El episodio ocurrió en la Navidad de 1879. El clíper —una embarcación a vela típica del siglo XIX— en el que viajaba Conrad había zarpado 18 días antes desde Sidney y se hallaba en el océano Pacífico, a 51º de latitud sur, que es al sur de las islas Antípodas, es decir, al sur de casi todo. La tripulación avistó un velero. A partir de su número de matrícula y de las banderolas que desplegó (hablamos de una época anterior a las radiocomunicaciones), supieron que se trataba de un ballenero estadounidense llamado Alaska, que había partido dos años antes desde Nueva York, que ahora navegaba rumbo al este procedente de Honolulu y que sus hombres llevaban 215 días de travesía. Más de siete meses sin pisar tierra firme.
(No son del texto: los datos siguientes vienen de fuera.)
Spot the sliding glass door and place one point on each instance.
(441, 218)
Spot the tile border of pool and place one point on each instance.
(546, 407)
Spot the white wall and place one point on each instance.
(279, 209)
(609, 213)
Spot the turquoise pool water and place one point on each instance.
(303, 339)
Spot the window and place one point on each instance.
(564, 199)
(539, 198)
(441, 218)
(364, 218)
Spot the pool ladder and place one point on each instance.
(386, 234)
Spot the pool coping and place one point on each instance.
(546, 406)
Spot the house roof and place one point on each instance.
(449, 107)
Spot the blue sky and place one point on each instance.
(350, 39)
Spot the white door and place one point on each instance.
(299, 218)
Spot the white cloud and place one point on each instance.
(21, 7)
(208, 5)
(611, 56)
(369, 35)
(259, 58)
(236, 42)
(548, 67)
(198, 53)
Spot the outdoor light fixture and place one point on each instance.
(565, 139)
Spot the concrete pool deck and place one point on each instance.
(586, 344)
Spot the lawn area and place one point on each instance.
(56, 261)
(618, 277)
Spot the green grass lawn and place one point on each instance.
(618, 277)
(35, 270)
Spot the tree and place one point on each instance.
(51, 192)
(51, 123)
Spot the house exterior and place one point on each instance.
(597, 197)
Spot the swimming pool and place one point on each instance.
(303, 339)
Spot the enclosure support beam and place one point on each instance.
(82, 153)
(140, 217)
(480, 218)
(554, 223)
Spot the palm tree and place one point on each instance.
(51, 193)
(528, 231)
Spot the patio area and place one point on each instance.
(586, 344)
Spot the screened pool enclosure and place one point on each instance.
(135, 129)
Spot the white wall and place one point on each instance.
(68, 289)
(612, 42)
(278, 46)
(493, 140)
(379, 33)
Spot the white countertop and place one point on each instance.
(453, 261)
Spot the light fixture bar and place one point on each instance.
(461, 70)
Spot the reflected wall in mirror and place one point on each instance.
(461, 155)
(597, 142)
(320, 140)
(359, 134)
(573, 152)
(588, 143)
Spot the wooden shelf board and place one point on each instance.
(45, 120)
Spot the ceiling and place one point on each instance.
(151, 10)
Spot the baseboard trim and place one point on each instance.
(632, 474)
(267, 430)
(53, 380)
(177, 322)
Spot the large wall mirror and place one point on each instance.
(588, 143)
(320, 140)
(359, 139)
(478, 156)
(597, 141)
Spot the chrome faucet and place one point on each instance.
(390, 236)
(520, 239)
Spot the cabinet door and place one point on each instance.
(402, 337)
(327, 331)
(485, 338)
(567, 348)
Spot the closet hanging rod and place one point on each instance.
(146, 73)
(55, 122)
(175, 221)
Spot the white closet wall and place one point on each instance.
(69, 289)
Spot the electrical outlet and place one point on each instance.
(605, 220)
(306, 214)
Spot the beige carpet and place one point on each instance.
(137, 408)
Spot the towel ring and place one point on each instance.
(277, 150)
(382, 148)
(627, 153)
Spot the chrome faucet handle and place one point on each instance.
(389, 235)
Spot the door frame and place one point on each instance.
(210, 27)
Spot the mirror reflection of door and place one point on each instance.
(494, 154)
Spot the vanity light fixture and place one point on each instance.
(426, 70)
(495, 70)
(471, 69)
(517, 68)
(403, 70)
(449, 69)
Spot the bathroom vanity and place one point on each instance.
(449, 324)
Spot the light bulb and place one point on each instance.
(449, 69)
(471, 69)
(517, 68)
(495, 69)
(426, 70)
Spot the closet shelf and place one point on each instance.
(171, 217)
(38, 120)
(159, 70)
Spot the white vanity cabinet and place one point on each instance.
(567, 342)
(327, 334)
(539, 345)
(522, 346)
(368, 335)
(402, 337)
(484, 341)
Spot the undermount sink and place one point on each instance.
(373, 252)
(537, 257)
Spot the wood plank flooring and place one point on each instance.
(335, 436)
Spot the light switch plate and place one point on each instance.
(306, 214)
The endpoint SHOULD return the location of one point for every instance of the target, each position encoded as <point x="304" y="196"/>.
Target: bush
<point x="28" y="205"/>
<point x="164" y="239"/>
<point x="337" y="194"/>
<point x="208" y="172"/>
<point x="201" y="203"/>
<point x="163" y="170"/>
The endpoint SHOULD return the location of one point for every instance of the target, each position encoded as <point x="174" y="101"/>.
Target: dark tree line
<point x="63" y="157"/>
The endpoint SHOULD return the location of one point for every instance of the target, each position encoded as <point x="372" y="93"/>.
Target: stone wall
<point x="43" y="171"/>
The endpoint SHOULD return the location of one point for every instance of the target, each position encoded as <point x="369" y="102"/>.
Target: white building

El capitán del clíper preguntó a Conrad si conservaba periódicos atrasados. Sí, llevaba algunos ejemplares del Herald, el Telegraph y el Bulletin de Sidney, más algunos diarios ingleses que le habían enviado por correo. El capitán se los pidió y los metió, junto con dos cajas de higos, en un barril, que fue lanzado al mar para que el Alaska lo recogiera.
“Jamás vi lanzar un bote con la energía y prontitud con que lo lanzó el ballenero en su desesperado vaivén —escribió Conrad—. Aquel ballenero yanqui no perdió un momento en recoger el regalo de Navidad que le ofrecía el clíper lanero inglés […] Supongo que este obsequio compensó un poco los doscientos quince días de riesgo y esfuerzo de aquellos hombres, lejos de los sonidos y las visiones del mundo habitado, como proscritos entregados, más allá de los confines de la vida humana, a una embrujada y solitaria penitencia”.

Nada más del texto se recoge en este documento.